Loss Functions for Ordinal Regression

January 04, 2025 | 9 min read | 459 views

In traditional classification problems, there is often no natural “order” among classes (e.g., {dog, cat, bird}). However, in cases like restaurant ratings (0-5) or clothing sizes (XS < S < M < L < XL), there exists a natural ordinal relationship among the classes. Tasks that handle such ordered relationships are called ordinal regression.

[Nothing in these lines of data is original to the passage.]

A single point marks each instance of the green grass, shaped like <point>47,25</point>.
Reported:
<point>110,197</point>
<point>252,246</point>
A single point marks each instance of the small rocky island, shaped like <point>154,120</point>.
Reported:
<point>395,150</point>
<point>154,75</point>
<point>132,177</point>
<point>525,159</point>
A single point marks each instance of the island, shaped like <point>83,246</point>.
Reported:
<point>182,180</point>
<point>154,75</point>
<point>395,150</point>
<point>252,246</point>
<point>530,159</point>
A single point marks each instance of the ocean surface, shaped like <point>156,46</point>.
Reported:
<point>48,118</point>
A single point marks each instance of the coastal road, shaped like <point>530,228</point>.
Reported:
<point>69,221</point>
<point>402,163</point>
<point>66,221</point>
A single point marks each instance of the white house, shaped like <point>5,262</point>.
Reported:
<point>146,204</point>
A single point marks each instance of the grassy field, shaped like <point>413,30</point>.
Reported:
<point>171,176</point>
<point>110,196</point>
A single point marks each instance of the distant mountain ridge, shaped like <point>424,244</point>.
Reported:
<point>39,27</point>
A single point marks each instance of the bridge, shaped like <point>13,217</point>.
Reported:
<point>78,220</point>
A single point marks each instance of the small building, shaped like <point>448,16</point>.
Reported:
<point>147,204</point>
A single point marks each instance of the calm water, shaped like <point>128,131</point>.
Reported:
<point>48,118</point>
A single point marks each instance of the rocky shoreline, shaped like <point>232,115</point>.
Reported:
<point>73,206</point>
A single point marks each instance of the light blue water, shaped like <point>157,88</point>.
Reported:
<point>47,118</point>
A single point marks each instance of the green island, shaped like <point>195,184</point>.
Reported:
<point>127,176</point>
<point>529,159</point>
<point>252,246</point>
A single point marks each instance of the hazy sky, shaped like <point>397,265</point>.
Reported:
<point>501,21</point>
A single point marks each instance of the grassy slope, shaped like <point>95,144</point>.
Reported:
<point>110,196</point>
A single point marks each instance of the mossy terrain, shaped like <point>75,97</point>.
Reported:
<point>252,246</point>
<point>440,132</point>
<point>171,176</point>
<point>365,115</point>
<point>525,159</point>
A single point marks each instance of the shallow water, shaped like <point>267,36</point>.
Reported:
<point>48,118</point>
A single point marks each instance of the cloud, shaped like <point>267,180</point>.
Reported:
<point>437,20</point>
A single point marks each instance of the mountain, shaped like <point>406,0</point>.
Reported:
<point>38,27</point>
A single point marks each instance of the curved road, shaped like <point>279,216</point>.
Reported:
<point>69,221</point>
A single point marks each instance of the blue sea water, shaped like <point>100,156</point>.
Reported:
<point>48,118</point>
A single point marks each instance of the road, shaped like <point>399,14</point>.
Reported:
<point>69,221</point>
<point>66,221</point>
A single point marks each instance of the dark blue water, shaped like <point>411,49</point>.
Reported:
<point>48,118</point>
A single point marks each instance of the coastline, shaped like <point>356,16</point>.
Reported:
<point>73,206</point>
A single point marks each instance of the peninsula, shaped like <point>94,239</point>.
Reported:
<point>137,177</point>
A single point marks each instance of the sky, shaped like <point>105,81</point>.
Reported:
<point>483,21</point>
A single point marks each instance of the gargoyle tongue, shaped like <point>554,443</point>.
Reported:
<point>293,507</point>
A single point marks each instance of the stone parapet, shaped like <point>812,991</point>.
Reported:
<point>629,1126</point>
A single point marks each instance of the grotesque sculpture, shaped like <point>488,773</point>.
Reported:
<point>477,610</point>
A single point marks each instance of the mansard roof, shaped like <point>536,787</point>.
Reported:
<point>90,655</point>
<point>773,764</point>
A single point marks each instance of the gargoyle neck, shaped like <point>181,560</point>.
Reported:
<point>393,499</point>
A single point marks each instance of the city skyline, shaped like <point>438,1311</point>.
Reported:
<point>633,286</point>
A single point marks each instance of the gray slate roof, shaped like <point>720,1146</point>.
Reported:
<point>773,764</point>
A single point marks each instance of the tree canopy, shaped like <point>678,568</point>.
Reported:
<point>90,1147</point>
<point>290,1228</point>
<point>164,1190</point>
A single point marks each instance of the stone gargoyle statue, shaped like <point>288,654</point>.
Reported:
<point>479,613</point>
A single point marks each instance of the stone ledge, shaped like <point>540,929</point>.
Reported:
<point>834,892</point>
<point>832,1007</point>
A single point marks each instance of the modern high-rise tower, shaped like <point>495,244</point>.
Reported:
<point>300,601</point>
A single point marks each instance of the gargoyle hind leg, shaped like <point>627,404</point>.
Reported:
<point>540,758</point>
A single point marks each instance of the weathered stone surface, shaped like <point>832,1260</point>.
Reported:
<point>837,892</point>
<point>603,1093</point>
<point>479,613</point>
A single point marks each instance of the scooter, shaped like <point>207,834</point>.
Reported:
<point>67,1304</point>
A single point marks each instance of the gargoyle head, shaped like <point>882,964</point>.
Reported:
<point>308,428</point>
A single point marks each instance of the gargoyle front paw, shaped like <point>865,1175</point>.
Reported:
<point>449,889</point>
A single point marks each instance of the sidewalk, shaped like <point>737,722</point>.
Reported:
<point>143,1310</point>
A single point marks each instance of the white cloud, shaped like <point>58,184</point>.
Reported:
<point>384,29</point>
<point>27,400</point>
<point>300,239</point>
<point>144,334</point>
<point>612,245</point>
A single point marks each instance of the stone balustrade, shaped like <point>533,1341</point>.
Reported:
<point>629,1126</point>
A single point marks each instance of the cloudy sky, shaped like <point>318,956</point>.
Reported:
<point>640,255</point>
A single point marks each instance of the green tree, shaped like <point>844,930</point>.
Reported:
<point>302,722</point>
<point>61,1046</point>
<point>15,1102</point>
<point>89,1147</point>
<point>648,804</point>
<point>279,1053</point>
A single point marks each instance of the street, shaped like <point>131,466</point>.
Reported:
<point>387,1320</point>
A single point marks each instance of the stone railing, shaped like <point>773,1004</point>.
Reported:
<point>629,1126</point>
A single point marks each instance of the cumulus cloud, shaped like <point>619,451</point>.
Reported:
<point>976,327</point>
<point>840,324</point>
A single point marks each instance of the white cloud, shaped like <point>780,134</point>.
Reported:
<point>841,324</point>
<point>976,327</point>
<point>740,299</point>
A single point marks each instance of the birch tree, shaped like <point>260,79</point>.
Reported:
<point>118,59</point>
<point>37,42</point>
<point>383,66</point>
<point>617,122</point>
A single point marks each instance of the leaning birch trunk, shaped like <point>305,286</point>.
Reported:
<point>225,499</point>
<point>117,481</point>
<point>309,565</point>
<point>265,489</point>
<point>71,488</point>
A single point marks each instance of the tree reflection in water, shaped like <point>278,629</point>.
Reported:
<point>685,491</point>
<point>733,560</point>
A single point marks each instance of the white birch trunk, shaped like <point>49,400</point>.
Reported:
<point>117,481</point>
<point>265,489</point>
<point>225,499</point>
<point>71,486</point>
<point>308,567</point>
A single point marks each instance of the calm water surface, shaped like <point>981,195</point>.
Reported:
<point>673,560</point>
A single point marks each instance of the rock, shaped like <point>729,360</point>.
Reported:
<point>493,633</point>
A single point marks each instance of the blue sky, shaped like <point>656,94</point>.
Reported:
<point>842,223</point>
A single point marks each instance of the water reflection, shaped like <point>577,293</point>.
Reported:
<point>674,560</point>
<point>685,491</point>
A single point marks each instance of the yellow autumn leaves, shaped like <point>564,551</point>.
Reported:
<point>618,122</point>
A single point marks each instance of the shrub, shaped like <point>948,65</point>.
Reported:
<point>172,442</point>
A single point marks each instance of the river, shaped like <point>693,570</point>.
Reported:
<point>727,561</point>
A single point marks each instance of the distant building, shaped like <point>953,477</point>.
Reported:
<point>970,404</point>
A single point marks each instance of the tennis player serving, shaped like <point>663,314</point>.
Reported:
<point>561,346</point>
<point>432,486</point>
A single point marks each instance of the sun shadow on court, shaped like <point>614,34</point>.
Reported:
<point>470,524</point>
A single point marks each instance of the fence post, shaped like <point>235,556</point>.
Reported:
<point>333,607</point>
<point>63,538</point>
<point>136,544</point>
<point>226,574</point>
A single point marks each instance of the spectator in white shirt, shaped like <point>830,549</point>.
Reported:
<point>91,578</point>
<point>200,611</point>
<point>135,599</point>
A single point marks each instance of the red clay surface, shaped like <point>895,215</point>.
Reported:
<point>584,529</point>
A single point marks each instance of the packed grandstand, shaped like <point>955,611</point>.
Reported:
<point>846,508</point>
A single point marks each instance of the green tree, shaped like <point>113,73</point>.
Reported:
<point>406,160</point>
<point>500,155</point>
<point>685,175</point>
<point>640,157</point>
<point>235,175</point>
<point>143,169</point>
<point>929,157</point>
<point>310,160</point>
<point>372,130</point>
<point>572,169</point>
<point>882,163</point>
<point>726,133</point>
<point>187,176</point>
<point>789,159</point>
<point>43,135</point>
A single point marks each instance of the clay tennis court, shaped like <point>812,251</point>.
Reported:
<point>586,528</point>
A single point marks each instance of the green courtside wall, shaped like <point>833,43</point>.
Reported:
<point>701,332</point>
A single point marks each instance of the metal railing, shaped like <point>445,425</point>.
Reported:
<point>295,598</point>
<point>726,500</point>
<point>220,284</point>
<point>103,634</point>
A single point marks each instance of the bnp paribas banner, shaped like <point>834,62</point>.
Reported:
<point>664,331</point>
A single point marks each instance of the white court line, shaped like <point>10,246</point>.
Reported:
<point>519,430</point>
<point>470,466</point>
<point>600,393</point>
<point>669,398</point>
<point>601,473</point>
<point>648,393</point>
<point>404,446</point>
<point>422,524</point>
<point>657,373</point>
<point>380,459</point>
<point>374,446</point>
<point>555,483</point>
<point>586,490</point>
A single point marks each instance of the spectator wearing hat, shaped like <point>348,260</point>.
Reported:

Ordinal regression has “order structure” between classes that we can use to improve learning, so there are dedicated loss functions different from those in standard classification or regression tasks. This article introduces three popular approaches to ordinal regression.

Threshold-Based Approach

The simplest approach divides ordinal classes {0,1,2,…,K−1} into multiple binary classification tasks based on thresholds. For example, for 3 classes (0,1,2), the tasks are:

Task 1: Is it larger than 1?
Task 2: Is it larger than 2?

At inference, the final class is determined as follows:

If Task 1 outputs 0, the predicted class is 0.
If Task 1 outputs 1 and Task 2 outputs 0, the predicted class is 1.
If Task 1 and Task 2 both output 1, the predicted class is 2.

This approach is relatively simple and intuitive.

Soft Label Loss

This approach assigns probabilities not only to the true class but also to neighboring classes based on a distance-based weighting. A “soft label” distribution is generated and used to minimize the cross-entropy loss with the model’s predicted distribution.

For example, for classes {0,1,2} with the true class $r_t$ , the soft label for each class $r_i$ is defined as:

\phi(r_t, r_i) = |r_t - r_i|, \quad y_i = \frac{\exp(-\phi(r_t, r_i))}{\sum_{k} \exp(-\phi(r_t, r_k))}

where $\phi$ is a distance metric (e.g., absolute error). The cross-entropy loss between the predicted distribution $\hat{p}$ and the soft label distribution $y$ is minimized:

L = - \sum_i y_i \log \hat{p}_i

This naturally introduces the property of penalizing predictions farther from the true class more heavily.

Ordinal Logistic Loss (Cumulative Link Model)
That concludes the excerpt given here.